Written on: 19/04/2013 by AMcLeod (15 reviews written)
Seven Samurai is a 1954 Japanese period film that focuses on a village that is being raided by bandits. The villagers decide that they've had enough and and some of them go out to recruit Samurai to protect them, with the only payment they have being rice. While searching, they end up recruiting seven samurai in total. Kambei Shimada (played by Takashi Shimura) who is the leader of the group. Katsushirō Okamoto (played by Isao Kimura), the young and inexperienced samurai who wants to prove his worth. Gorōbei Katayama (Yoshio Inaba), the second in command of the group and a highly skilled archer. Shichirōji (Daisuke Katō), the former lieutenant to Kambei and a good friend of his. Heihachi Hayashida (Minoru Chiaki), the one who has a warm heart and gives encouragement to all the villagers. Kyūzō (Seiji Miyaguchi), the usually silent and highly skilled fighter who keeps a stone face most of the film. And finally, Kikuchiyo (Toshiro Mifune), the loudmouth and hotheaded member of the samurai, who isn't really a samurai to begin with but eventually proves his worth.
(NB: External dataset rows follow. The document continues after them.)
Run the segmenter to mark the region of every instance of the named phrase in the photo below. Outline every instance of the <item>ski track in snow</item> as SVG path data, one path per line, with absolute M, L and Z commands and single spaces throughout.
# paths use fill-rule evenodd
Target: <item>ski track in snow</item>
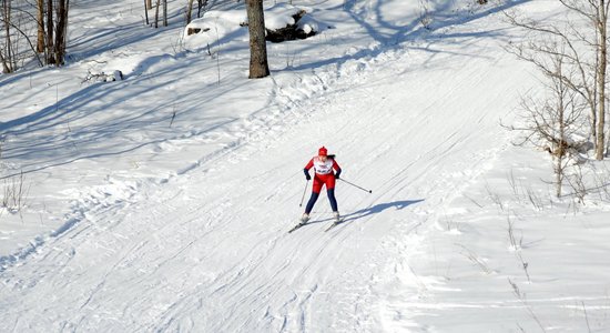
M 348 61 L 337 73 L 331 68 L 304 75 L 298 85 L 276 82 L 270 103 L 287 107 L 268 105 L 271 112 L 261 110 L 234 124 L 231 134 L 221 133 L 231 135 L 228 145 L 159 184 L 118 189 L 123 191 L 119 199 L 93 193 L 73 206 L 79 223 L 33 244 L 20 260 L 3 259 L 0 305 L 10 314 L 0 329 L 376 332 L 416 326 L 395 317 L 408 316 L 408 303 L 389 293 L 409 290 L 416 299 L 436 283 L 418 276 L 409 256 L 444 205 L 488 170 L 505 144 L 497 121 L 485 111 L 506 101 L 460 101 L 465 91 L 486 82 L 484 62 L 470 62 L 476 58 L 388 50 Z M 440 68 L 447 65 L 455 68 L 453 78 L 444 77 Z M 487 80 L 501 82 L 501 69 L 490 72 L 494 78 Z M 345 88 L 333 88 L 339 85 Z M 306 87 L 303 98 L 294 99 L 301 87 Z M 424 98 L 430 90 L 437 90 L 435 99 Z M 462 108 L 480 113 L 459 113 Z M 338 153 L 346 180 L 373 193 L 339 181 L 345 223 L 324 233 L 331 220 L 322 195 L 314 223 L 287 234 L 301 214 L 302 164 L 321 144 Z

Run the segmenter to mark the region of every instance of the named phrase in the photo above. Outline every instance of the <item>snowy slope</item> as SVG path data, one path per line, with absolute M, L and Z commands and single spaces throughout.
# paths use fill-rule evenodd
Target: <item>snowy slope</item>
M 608 205 L 567 214 L 539 180 L 549 161 L 499 127 L 537 81 L 502 50 L 515 31 L 492 7 L 433 2 L 425 29 L 399 0 L 307 1 L 335 28 L 270 44 L 272 77 L 248 81 L 244 31 L 212 56 L 173 54 L 177 13 L 156 34 L 139 2 L 95 19 L 92 3 L 74 4 L 95 32 L 73 37 L 73 63 L 1 78 L 3 94 L 34 84 L 2 100 L 2 162 L 33 190 L 0 220 L 0 331 L 610 327 Z M 92 59 L 126 80 L 82 84 Z M 287 234 L 323 144 L 373 193 L 339 182 L 346 222 L 324 232 L 322 195 L 314 223 Z

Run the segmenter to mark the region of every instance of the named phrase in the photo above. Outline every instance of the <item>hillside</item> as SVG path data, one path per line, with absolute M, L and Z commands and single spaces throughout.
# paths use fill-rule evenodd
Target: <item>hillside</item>
M 175 1 L 161 30 L 98 2 L 73 4 L 65 68 L 0 77 L 2 172 L 28 188 L 0 216 L 0 331 L 610 329 L 608 194 L 553 198 L 550 158 L 500 127 L 539 87 L 500 11 L 551 1 L 433 1 L 424 26 L 401 0 L 295 0 L 326 28 L 270 43 L 261 80 L 247 31 L 209 48 Z M 338 181 L 345 223 L 325 232 L 322 194 L 288 234 L 321 145 L 372 193 Z

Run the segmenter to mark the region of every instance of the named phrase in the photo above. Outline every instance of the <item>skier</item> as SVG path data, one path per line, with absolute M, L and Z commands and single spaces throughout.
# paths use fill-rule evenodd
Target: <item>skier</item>
M 305 179 L 311 180 L 309 169 L 314 168 L 314 185 L 312 188 L 312 196 L 305 206 L 305 212 L 301 218 L 302 223 L 307 223 L 309 220 L 309 213 L 319 196 L 319 191 L 323 185 L 326 185 L 326 193 L 328 194 L 328 201 L 331 201 L 331 208 L 333 209 L 333 216 L 335 223 L 339 222 L 339 211 L 337 209 L 337 200 L 335 199 L 335 180 L 339 179 L 340 167 L 335 161 L 334 155 L 328 155 L 328 151 L 323 145 L 317 153 L 317 157 L 309 160 L 303 171 L 305 172 Z M 333 169 L 336 173 L 333 172 Z

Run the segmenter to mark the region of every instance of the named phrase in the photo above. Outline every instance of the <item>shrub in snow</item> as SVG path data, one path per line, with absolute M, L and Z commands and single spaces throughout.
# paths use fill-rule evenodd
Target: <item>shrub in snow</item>
M 110 74 L 104 72 L 92 72 L 88 71 L 87 77 L 83 82 L 112 82 L 112 81 L 123 81 L 123 72 L 113 71 Z
M 209 11 L 205 17 L 189 23 L 184 36 L 202 44 L 213 44 L 228 36 L 235 39 L 238 36 L 235 32 L 246 26 L 247 16 L 243 9 Z M 279 3 L 265 9 L 265 28 L 268 41 L 281 42 L 312 37 L 319 31 L 319 23 L 306 9 Z M 246 38 L 247 33 L 242 36 Z

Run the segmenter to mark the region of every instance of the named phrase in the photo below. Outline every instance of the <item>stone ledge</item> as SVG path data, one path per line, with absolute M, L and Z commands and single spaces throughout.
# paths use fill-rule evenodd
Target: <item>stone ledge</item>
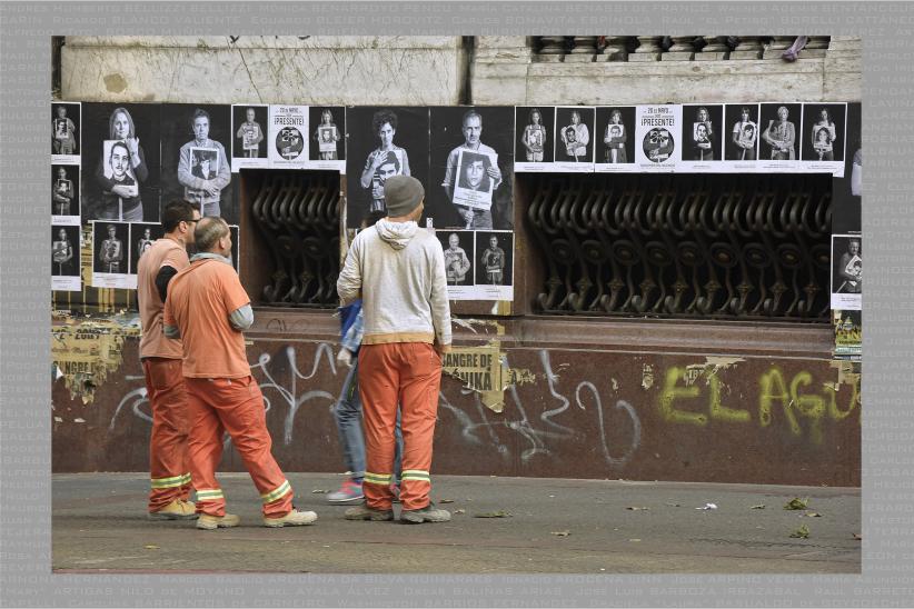
M 61 51 L 63 99 L 197 103 L 459 103 L 460 49 L 197 49 Z M 117 74 L 119 78 L 108 79 Z M 116 82 L 109 88 L 108 82 Z
M 232 38 L 236 40 L 232 41 Z M 70 47 L 181 49 L 460 49 L 459 36 L 68 36 Z

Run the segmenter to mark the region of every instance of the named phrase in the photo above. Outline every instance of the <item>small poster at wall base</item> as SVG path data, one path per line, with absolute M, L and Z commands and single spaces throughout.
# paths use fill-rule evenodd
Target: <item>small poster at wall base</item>
M 635 161 L 640 171 L 669 172 L 683 158 L 682 106 L 638 106 Z
M 860 311 L 863 299 L 863 247 L 858 234 L 832 236 L 832 309 Z
M 270 106 L 270 167 L 302 169 L 308 161 L 308 107 Z
M 92 281 L 93 288 L 136 288 L 131 286 L 130 224 L 105 220 L 92 221 Z
M 80 164 L 82 138 L 82 103 L 51 104 L 51 162 Z
M 246 103 L 231 107 L 231 172 L 269 167 L 267 133 L 269 106 Z
M 51 290 L 78 292 L 80 281 L 80 227 L 51 226 Z
M 804 169 L 843 178 L 848 134 L 847 104 L 804 103 L 803 124 L 799 149 Z
M 310 106 L 308 120 L 312 142 L 308 149 L 308 168 L 346 173 L 346 108 Z
M 514 233 L 438 230 L 448 300 L 514 300 Z
M 598 173 L 630 173 L 640 171 L 635 164 L 635 107 L 597 107 L 596 163 Z
M 835 357 L 860 358 L 863 353 L 862 311 L 832 311 Z
M 554 171 L 594 172 L 594 122 L 590 107 L 559 106 L 555 109 Z

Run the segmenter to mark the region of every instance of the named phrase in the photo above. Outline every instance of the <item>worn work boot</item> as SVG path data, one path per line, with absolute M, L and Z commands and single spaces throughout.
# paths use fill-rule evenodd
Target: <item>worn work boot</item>
M 406 525 L 421 525 L 423 522 L 447 522 L 450 520 L 450 512 L 438 509 L 435 503 L 429 503 L 418 510 L 403 510 L 400 522 Z
M 150 511 L 147 518 L 150 520 L 192 520 L 197 518 L 193 503 L 175 499 L 160 510 Z
M 230 527 L 237 527 L 241 519 L 234 513 L 227 513 L 225 516 L 210 516 L 208 513 L 201 513 L 200 518 L 197 520 L 197 528 L 207 531 L 228 529 Z
M 346 520 L 394 520 L 394 510 L 376 510 L 362 505 L 349 508 L 342 516 Z
M 305 525 L 311 525 L 315 520 L 317 520 L 317 515 L 312 511 L 298 511 L 297 509 L 292 508 L 292 510 L 287 513 L 286 516 L 280 516 L 279 518 L 267 518 L 264 517 L 264 526 L 265 527 L 304 527 Z
M 327 496 L 327 501 L 330 503 L 355 503 L 365 499 L 365 493 L 361 492 L 361 482 L 356 482 L 352 479 L 346 480 L 339 490 L 335 490 Z

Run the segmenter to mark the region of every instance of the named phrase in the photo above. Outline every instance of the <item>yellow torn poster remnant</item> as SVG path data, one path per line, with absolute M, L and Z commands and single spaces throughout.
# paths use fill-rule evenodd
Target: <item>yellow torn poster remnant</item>
M 90 403 L 95 390 L 120 367 L 123 339 L 138 337 L 139 326 L 111 319 L 68 321 L 51 328 L 54 376 L 63 378 L 71 399 Z
M 495 412 L 505 408 L 505 389 L 536 381 L 536 375 L 527 369 L 508 368 L 498 340 L 475 347 L 454 347 L 445 353 L 441 371 L 478 392 L 480 401 Z

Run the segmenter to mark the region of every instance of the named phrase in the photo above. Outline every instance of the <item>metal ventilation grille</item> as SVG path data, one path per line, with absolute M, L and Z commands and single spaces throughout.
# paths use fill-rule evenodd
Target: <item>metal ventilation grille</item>
M 276 307 L 336 307 L 339 176 L 269 172 L 254 197 L 254 224 L 274 272 L 261 292 Z
M 831 177 L 530 178 L 542 312 L 829 321 Z

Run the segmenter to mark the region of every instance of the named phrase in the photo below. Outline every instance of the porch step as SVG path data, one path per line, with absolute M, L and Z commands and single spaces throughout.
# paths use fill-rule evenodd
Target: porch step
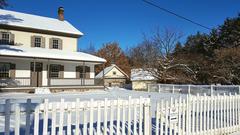
M 34 91 L 34 94 L 50 94 L 51 91 L 49 88 L 43 88 L 43 87 L 39 87 L 36 88 Z

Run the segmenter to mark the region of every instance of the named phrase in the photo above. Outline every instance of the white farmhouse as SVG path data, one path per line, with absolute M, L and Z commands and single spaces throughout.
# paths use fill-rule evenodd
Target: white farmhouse
M 82 32 L 58 18 L 0 9 L 1 91 L 103 88 L 94 66 L 105 59 L 77 52 Z
M 131 70 L 133 90 L 147 90 L 148 84 L 157 83 L 157 79 L 148 71 L 137 68 Z
M 96 75 L 96 78 L 104 79 L 105 86 L 123 87 L 129 77 L 116 64 L 112 64 L 111 66 L 104 68 L 104 70 L 98 73 Z

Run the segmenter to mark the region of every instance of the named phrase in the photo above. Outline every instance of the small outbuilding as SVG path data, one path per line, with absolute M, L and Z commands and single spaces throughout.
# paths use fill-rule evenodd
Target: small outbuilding
M 155 78 L 149 71 L 144 69 L 132 69 L 131 81 L 133 90 L 146 91 L 148 84 L 156 84 L 157 78 Z
M 97 74 L 95 78 L 103 79 L 103 77 L 104 85 L 108 87 L 123 87 L 126 83 L 126 80 L 129 78 L 129 76 L 116 64 L 106 67 L 99 74 Z

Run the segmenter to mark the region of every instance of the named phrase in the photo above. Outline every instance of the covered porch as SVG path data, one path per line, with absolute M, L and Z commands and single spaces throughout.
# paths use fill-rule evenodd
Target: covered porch
M 19 55 L 24 51 L 3 55 L 0 51 L 0 88 L 95 88 L 104 86 L 104 79 L 95 79 L 95 65 L 103 65 L 104 59 L 79 52 L 51 50 L 54 57 L 39 54 Z M 43 53 L 43 52 L 42 52 Z M 58 54 L 61 53 L 61 54 Z M 76 58 L 72 55 L 78 53 Z M 13 55 L 14 54 L 14 55 Z M 37 56 L 36 56 L 37 55 Z M 57 57 L 57 55 L 61 55 Z M 72 57 L 71 57 L 72 56 Z M 104 67 L 103 67 L 104 68 Z M 84 87 L 83 87 L 84 86 Z M 87 86 L 87 87 L 86 87 Z M 98 87 L 99 88 L 99 87 Z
Now, the film is in black and white and it's all spoken in Japanese with English subtitles. While I can understand it being in black and white, I would like to actually see this film in color, maybe in a restored re released version. In the black and white, it does have this rather grittier feel to the action which happens much later on in the film. The Japanese dub I enjoy listening to a lot because it makes what the characters say seem a lot more serious and it makes the characters stand out more. I'm sure there's an English dubbed version out there somewhere for people who don't want to listen to Japanese the whole film.
Onto the acting. The acting I don't have much of a comment on. For a Japanese film, especially from 1954, it's really really good. The characters feel real and legitimate, at least for the samurai. The acting for the village characters, I felt was okay, but not as good as the acting for the samurai characters.
There's not much to say for music except for when the villagers are singing at the end and the samurai are leaving. Now this song I will admit is actually really catchy and it will get stuck in your head and be stuck for a long time.
Onto the action. First of all, I have to comment on the amount of people who were involved with making this film. There was no CGI back in the 50's, so when you see over fifty people in one shot, you're seeing fifty people in one shot. The action in this film is good for the 1950's, especially for a Japanese film. It does look rather dated compared to nowadays sword fights in movies. It doesn't look like the swords are actually going into the people or like they're actually drawing blood. However, that's not a bad thing. If you get past the fact that it doesn't look like they're really hitting them sometimes, the way the action is put together does make it seem a lot grittier and more realistic.
There is only one thing I didn't like. One of the villagers, Rikichi, has a grudge against the bandits because they took his wife from him. Well when he and two other samurai are spying on the bandits, they find out that Rikichi's wife is still alive. But then she dies right after that. To me it just felt rather pointless to the story and didn't seem necessary.
All in all though, Seven Samurai is a masterpiece of film making and I am glad that I got to watch it.